It is desirable during the production of oil and gas to carry out flow measurements to determine the flow properties of individual phases of multiphase flow. In particular, measurement of the flow rates of e.g. oil, gas and water in a conduit, such as a pipe, is highly desirable.
However, in general it is very difficult to obtain measurements of the flow of the different phases when they flow simultaneously through a pipe.
This difficulty is primarily due to the wide variety of flow regimes such a multiphase flow can take. For example, the three phases can be well mixed together with one as the continuous phase and the other two dispersed within it. Mostly there may be phase separation between gas and liquid with the liquid often moving at a much lower velocity than the gas.
When gas is the dominant phase, a commonly encountered flow regime is for the gas to travel along the centre of the pipe with dispersed droplets of oil and water within it, whilst the majority of the oil and water travels along the pipe wall which itself may comprise entrained gas bubbles.
Additionally, flow phase and velocity distributions may alter both spatially and temporally. Sudden or gradual variation in flow rates of one phase or another may cause a change in flow regime. Also, due to the high pressure encountered deep underground, a flow which is mixed or in bubble-flow can become dominated by a discernible high gas-fraction flow as the pressure drops nearer the surface and the gas expands and/or comes out of solution.
Multiphase flowmeters are available and have been suggested in the prior art. However, these operate to give accurate readings only for particular flow regimes.

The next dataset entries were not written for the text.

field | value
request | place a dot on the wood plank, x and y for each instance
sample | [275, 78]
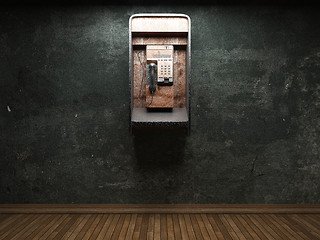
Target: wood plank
[247, 226]
[27, 230]
[300, 227]
[118, 227]
[60, 227]
[157, 227]
[189, 227]
[163, 227]
[79, 227]
[54, 226]
[215, 227]
[268, 228]
[202, 227]
[137, 228]
[254, 227]
[131, 226]
[282, 235]
[99, 227]
[222, 228]
[176, 227]
[9, 221]
[293, 233]
[161, 208]
[183, 229]
[19, 227]
[66, 227]
[86, 227]
[144, 226]
[14, 224]
[241, 227]
[170, 227]
[93, 226]
[234, 227]
[228, 227]
[125, 226]
[306, 222]
[150, 227]
[48, 224]
[5, 217]
[42, 225]
[195, 226]
[112, 226]
[105, 227]
[278, 226]
[208, 226]
[79, 219]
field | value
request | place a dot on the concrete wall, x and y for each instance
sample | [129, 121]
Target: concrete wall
[64, 109]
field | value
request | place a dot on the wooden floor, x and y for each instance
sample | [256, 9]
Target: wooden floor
[159, 226]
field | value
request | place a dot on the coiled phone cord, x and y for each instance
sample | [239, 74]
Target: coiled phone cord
[143, 76]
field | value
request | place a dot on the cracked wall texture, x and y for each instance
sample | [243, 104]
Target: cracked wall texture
[64, 109]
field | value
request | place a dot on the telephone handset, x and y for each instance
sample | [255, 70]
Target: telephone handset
[152, 77]
[159, 72]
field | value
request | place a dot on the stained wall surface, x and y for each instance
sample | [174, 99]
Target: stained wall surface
[64, 109]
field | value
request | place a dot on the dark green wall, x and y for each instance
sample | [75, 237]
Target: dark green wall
[64, 109]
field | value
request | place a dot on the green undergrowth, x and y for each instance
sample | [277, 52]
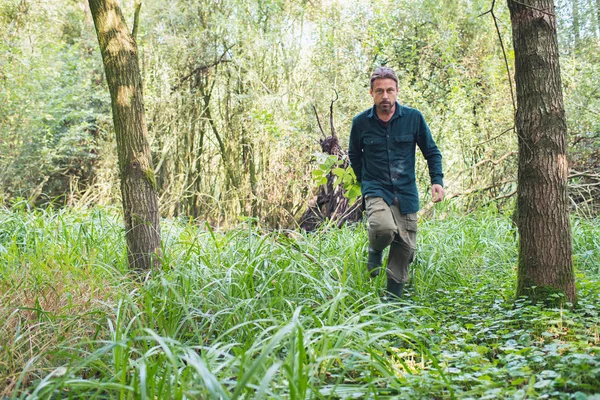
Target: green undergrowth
[254, 313]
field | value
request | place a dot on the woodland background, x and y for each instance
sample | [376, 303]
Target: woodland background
[230, 86]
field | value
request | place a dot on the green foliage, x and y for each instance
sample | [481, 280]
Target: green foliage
[229, 91]
[278, 314]
[332, 166]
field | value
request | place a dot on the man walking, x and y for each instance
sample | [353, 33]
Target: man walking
[382, 155]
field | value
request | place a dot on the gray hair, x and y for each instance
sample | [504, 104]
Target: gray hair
[383, 73]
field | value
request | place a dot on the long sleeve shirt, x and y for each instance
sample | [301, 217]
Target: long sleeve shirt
[382, 155]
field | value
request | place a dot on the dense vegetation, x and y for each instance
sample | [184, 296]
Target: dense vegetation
[244, 304]
[230, 86]
[258, 313]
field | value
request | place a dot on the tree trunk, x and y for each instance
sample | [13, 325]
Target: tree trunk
[576, 35]
[545, 253]
[138, 183]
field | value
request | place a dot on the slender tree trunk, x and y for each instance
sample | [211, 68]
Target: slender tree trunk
[545, 253]
[598, 16]
[138, 183]
[576, 35]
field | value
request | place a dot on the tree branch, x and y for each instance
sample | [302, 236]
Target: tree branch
[534, 8]
[203, 68]
[331, 112]
[319, 122]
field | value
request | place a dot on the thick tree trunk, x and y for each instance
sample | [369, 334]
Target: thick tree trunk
[545, 253]
[138, 184]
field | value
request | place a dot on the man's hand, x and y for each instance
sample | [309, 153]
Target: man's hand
[437, 193]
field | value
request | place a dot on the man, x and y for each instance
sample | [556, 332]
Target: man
[382, 155]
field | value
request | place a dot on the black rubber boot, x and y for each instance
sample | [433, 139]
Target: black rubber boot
[394, 289]
[374, 262]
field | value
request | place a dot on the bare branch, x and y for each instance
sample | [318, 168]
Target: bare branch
[512, 94]
[534, 8]
[319, 122]
[496, 137]
[331, 112]
[203, 68]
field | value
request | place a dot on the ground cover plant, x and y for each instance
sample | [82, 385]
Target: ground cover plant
[256, 313]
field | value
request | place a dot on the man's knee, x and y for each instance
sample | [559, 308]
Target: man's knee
[381, 238]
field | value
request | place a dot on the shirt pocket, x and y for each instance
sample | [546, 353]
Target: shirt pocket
[404, 140]
[373, 142]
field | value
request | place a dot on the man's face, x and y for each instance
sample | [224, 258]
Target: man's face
[384, 93]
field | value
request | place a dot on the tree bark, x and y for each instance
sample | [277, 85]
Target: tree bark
[138, 183]
[545, 252]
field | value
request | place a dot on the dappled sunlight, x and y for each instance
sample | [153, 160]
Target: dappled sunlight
[125, 94]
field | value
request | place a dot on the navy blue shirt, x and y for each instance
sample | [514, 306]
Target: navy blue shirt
[382, 155]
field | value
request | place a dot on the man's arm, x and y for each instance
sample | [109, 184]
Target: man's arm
[434, 160]
[355, 151]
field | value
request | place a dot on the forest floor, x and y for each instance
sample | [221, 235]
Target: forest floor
[255, 313]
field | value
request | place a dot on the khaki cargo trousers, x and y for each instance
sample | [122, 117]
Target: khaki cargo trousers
[387, 227]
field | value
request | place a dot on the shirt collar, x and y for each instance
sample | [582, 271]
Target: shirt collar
[398, 112]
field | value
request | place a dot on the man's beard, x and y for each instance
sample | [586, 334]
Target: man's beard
[385, 105]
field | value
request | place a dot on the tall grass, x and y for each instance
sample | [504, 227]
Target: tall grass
[248, 313]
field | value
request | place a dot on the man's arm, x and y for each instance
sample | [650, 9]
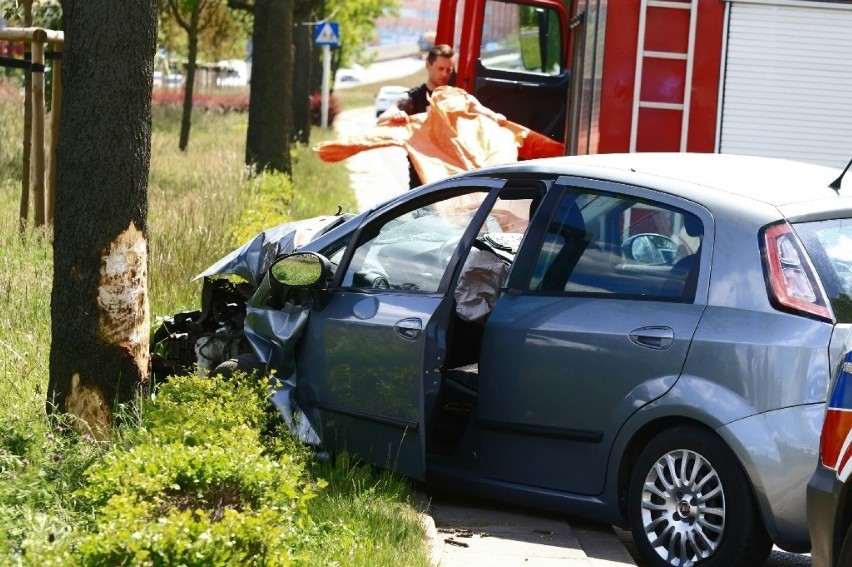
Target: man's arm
[398, 111]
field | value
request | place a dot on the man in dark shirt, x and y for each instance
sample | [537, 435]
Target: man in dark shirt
[439, 69]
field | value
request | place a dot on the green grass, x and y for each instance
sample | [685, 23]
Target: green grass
[200, 207]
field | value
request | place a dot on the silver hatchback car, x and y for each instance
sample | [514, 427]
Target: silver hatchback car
[642, 339]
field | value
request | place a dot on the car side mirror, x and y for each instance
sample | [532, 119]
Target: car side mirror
[301, 270]
[650, 249]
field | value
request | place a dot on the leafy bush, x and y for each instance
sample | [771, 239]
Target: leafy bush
[194, 485]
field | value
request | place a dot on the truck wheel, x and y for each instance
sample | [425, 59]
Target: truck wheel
[689, 503]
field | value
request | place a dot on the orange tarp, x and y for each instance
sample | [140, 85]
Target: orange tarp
[448, 139]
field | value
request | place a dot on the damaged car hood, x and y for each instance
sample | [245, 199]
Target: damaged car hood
[251, 260]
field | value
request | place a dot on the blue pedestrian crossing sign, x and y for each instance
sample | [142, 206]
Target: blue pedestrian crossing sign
[327, 33]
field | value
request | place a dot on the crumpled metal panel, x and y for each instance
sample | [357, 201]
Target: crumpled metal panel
[251, 260]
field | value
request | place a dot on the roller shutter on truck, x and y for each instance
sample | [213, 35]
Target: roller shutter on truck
[788, 81]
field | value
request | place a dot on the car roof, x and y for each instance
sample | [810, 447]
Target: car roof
[773, 181]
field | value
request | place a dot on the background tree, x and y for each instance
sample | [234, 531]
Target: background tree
[270, 121]
[99, 303]
[226, 38]
[195, 16]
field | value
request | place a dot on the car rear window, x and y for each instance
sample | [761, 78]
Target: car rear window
[829, 244]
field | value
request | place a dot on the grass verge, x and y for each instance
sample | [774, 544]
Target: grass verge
[53, 479]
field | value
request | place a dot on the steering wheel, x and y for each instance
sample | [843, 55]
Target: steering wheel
[446, 250]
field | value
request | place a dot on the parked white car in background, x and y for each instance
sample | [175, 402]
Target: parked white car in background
[233, 73]
[386, 96]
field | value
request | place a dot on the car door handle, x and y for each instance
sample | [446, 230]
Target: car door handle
[659, 338]
[409, 329]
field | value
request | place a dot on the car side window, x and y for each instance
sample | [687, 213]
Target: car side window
[607, 244]
[412, 250]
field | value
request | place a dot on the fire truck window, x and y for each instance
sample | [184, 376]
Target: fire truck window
[521, 38]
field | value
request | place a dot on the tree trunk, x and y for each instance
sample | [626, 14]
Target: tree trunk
[189, 85]
[99, 304]
[270, 108]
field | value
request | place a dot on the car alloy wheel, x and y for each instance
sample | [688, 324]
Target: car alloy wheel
[683, 508]
[691, 504]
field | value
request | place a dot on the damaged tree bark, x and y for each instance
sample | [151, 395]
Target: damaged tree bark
[99, 304]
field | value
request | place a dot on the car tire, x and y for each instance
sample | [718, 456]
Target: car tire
[689, 503]
[246, 363]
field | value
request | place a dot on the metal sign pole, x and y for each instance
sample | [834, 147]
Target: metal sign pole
[326, 79]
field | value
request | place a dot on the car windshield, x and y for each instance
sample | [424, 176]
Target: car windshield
[829, 244]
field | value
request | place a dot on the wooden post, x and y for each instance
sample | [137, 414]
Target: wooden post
[33, 144]
[28, 128]
[39, 37]
[28, 116]
[55, 113]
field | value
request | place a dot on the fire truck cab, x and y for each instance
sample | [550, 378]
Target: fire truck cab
[756, 77]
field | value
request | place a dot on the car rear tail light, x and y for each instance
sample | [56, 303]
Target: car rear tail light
[836, 441]
[792, 279]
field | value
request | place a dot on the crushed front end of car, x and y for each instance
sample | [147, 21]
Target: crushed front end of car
[202, 339]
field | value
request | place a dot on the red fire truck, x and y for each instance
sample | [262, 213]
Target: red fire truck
[765, 77]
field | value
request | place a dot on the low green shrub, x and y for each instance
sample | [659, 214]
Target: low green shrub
[191, 484]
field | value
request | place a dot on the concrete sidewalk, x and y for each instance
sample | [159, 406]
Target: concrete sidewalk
[467, 532]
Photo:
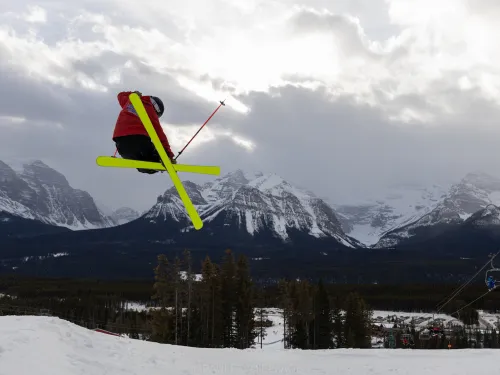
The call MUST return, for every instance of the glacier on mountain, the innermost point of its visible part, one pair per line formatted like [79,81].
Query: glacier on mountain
[255,202]
[475,192]
[41,193]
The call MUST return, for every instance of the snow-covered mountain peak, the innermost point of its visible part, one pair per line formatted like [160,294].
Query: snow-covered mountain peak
[6,172]
[41,193]
[39,171]
[482,181]
[490,215]
[124,215]
[255,204]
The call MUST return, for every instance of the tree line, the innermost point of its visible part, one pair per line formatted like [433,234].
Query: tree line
[224,307]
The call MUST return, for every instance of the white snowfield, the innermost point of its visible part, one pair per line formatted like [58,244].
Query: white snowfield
[32,345]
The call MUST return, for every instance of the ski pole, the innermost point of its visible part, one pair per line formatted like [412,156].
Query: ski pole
[208,119]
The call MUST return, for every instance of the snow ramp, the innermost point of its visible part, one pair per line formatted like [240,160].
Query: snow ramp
[46,345]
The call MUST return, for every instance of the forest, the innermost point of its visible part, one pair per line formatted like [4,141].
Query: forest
[224,307]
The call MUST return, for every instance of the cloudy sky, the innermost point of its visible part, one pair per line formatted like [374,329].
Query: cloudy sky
[340,97]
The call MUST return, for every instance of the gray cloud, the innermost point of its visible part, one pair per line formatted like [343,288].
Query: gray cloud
[338,148]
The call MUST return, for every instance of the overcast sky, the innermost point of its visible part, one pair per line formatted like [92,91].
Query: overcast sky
[339,97]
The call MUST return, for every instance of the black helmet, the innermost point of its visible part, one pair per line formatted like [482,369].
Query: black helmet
[158,105]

For example, GB 2426579 and GB 2450182 teach the use of an optical system using two wavelengths of light, one which is water-absorbing and one which is substantially not. By analysing the transmitted light and scattered light at both wavelengths, information on water content is obtainable. Flow rates may also be obtained by analysing transmitted and/or scattered signals measured by duplication of the sensors axially spaced. However, this system only works well for flow regimes with very high gas volume fractions (GVF>˜99%), typically with very thin (i.e. <1 mm) liquid layers flowing on the pipe wall and/or with a gas flow at the centre which may contain entrained liquid droplets. At lower gas volume fractions (GVF) a thicker liquid layer can prevent any transmission of light across the pipe, preventing measurements from being taken.
WO 2009/071870 teaches the use of pulsed echo ultrasound to measure the thickness of a separated liquid layer at the pipe without needing to know the speed of sound in the liquid by comparing echoes received from two transducers, one of which is aligned perpendicular to the pipe wall and the other aligned at an angle to the pipe wall. Flow velocities of the liquid layer may be obtainable from the use of pulsed Doppler ultrasound, together with a measure of the speed of sound in the liquid. The speed of sound in the gas-free liquid can be used to infer the water fraction of the liquid, or the water-to-liquid ratio (WLR). However, as the speed of sound in oil and water can be somewhat similar, this measure of water fraction tends to be inaccurate.
The use of electromagnetic methods, such as microwaves, has also been suggested. GB 2376074 teaches the use of a microwave open-ended coaxial reflection probe flush-mounted on the pipe wall to measure the mixture permittivity and mixture conductivity of liquid-layer to obtain an estimate of water conductivity, as well as an estimate of the water-to-liquid ratio if the liquid layer is substantially free from entrained gas and has a thickness higher than the probe's depth of investigation.
However, at high gas volume fractions, when the thickness of the liquid at the wall of the pipe becomes thin and less than the sensitivity depth of the probe in most instance of time, the probe can also inadvertently measure the properties of the adjacent gas core, providing erroneous results in the water-to-liquid ratio.
GB 2430493 utilises a transmission electromagnetic approach, as opposed to a reflective electromagnetic approach, in combination with venturi and gamma radiation sensors. The transmission microwaves are used to measure the mixture permittivity and mixture conductivity across the whole of the pipe. The gamma rays are employed to measure the average fluid density across pipe, which is used to infer the gas-to-liquid ratio. By employing density and permittivity and/or conductivity mixing rules, measures of water fraction, oil fraction and gas fraction, and hence estimate of the water-to-liquid ratio, can be obtained. The measured venturi differential pressure and/or further microwave sensors in the venturi can be used to provide flow rate and/or velocity data.
However, at very high gas volume fractions, the microwave transmission approach produces low values of bulk mixture permittivity and mixture conductivity, due to, for example, the thin liquid layer at the pipe wall, and so derived phase-fraction quantities can become inaccurate. Additionally gamma-ray measurement methods are also less accurate at high gas volume fractions, and are undesirable because of environmental and regulatory restrictions on their use.